Investing.com -- Beiersdorf AG (ETR:BEIG) shares fell on Wednesday after its second-quarter earnings report fell short of forecasts. The share price decrease reflects weaker-than-expected margins and growth performance.
At 4:40 am (0840 GMT), Beiersdorf AG was trading 2.6% lower at €128.05
For Q2, Beiersdorf reported an organic sales growth (OSG) of 6.0% in its consumer business, falling short of the Visible Alpha consensus estimate of 7.1% and Jefferies' forecast of 6.3%.
The company’s overall OSG was 6.9%, slightly surpassing the consensus estimate of 6.6%. Despite this, the company reported a significant operating profit miss, with a 6% shortfall from company-provided expectations.

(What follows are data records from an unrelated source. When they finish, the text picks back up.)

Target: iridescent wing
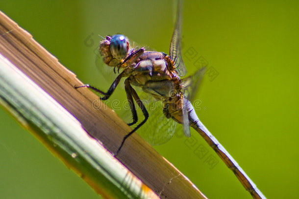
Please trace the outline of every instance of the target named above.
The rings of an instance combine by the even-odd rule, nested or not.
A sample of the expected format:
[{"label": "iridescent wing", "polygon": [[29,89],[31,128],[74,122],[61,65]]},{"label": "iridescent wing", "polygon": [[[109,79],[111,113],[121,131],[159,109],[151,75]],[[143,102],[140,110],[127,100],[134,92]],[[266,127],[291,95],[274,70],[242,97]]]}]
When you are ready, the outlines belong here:
[{"label": "iridescent wing", "polygon": [[183,128],[184,135],[187,138],[190,137],[190,127],[189,126],[189,116],[188,114],[188,101],[186,97],[183,95]]},{"label": "iridescent wing", "polygon": [[181,10],[182,0],[178,0],[176,13],[176,22],[170,43],[169,56],[174,62],[174,67],[180,76],[183,76],[187,73],[186,67],[182,58],[181,53]]},{"label": "iridescent wing", "polygon": [[193,102],[205,73],[205,67],[198,70],[194,74],[180,80],[182,90],[187,99]]},{"label": "iridescent wing", "polygon": [[[197,108],[199,106],[201,101],[194,102],[195,96],[198,92],[199,88],[202,77],[205,72],[205,67],[202,67],[198,70],[193,75],[180,80],[180,84],[182,87],[182,91],[184,93],[183,96],[183,124],[182,126],[177,128],[176,132],[181,131],[183,128],[184,134],[187,137],[190,137],[190,130],[189,121],[188,114],[188,104],[189,103],[195,103],[193,104],[194,107]],[[188,102],[188,100],[190,101]]]},{"label": "iridescent wing", "polygon": [[[134,87],[134,88],[138,88]],[[149,115],[147,122],[136,132],[151,145],[160,145],[166,142],[174,135],[177,123],[164,115],[163,105],[160,101],[155,100],[150,94],[138,91],[138,89],[136,90]],[[138,106],[135,107],[138,109]],[[122,112],[120,116],[128,123],[132,121],[132,115],[130,110],[125,109],[126,112]],[[138,123],[140,123],[144,117],[140,110],[137,110],[137,114]]]}]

“This could be partly explained by investment being shifted into H1 in marketing, digitalisation and sustainability efforts,” said analysts from RBC Capital Markets in a note. Marketing and selling expenses rose approximately 1.8% year-over-year, they added.

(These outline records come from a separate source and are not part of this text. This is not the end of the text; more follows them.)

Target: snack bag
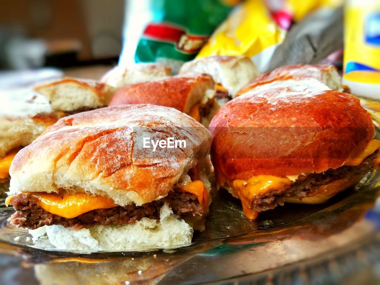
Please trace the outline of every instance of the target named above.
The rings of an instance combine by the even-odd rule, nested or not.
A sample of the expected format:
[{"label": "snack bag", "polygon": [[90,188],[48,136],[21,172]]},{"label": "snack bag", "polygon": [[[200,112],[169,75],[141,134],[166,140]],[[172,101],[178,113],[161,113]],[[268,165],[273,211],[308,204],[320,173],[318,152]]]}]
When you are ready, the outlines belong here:
[{"label": "snack bag", "polygon": [[[281,15],[276,11],[277,15]],[[291,16],[283,11],[276,21],[264,0],[246,0],[214,32],[197,57],[216,55],[250,57],[265,70],[276,47],[286,35]],[[282,27],[279,23],[283,23]]]},{"label": "snack bag", "polygon": [[[127,1],[124,46],[119,65],[132,61],[158,62],[169,65],[176,73],[184,62],[194,58],[240,1]],[[134,59],[131,58],[133,54]]]},{"label": "snack bag", "polygon": [[336,8],[342,1],[246,0],[215,30],[197,57],[244,55],[260,72],[267,71],[293,20],[300,21],[320,8]]}]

Margins were a critical issue. Beiersdorf’s group H1 margin came in at 16.2%, well below the consensus estimate of 17.1% and Jefferies' expectation of 16.7%.
The consumer segment’s margin declined to 15.9%, missing both consensus and Jefferies’ forecasts of 16.9% and 16.3%, respectively. The tesa segment, which focuses on adhesives, reported a margin of 17.8%, falling short of the anticipated 18.2%.
Beiersdorf has maintained its full-year guidance, targeting 6-8% organic revenue growth for both the Group and Consumer segments, and 2-5% growth for tesa.
This guidance is below the consensus expectations of 8.2% for the consumer division and 2.7% for tesa. The company has also reaffirmed its EBIT margin guidance, expecting a slight increase of +50 basis points for the consumer segment and flat margins for tesa, compared to the previous year.